I had high hopes for Marion Milner’s two books, but did read A Life of One’s Own. I attempted her follow-up An Experiment in Leisure but quickly jumped ship when I saw it was another meandering discourse of self-experimentation that slowly gets her to awareness.
I had high hopes for Secret Sisterhood but they were dashed immediately by the tone of the authors. I should more carefully follow my rule never to read a book that stemmed from bloggers. There was absolutely nothing new to be gained about the friendship between Woolf and Mansfield, although I’m at a disadvantage from having read all the primary source material already.
The Challenge of Affluence looked extremely promising at first, ringing out a very clear initial sentence “Affluence breeds impatience, and impatience undermines well-being.” However, the author does not do anything to bolster the assertion, follows up with stats to prove how affluent the U.S. and the U.K. have become and how no one gets married, we eat too much, and we’re really soulless pigs lost in the wilderness of late capitalism.
I’m in the midst of reading Moby-Dick and its hundreds of pages of notes, so was curious about Twice-Told Tales by Hawthorne, which Melville had recently read.
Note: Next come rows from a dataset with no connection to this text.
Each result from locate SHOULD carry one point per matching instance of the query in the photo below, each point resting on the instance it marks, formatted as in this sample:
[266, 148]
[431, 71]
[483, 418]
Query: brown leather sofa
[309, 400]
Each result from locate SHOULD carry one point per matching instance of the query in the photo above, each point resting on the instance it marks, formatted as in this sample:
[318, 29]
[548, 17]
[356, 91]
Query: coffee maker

I don’t think they’ve held up well to the test of time.
The Pargiters I’ve had my eye on for awhile, curious about this rejected manuscript of Woolf’s never published in her time. Unfortunately, the text is true to history and contains all of her edits, etc, which made it an unpleasant read. Maybe another time.
That The people are going to rise like the waters upon your shore : a story of American rage was written by a Bernie bro became evident within minutes of cracking the spine, relegating it to the trash heap.
Another week, another crop of books to tear through. I’m thankful for the meaty classics like Moby that help get me through these lean times. To the library!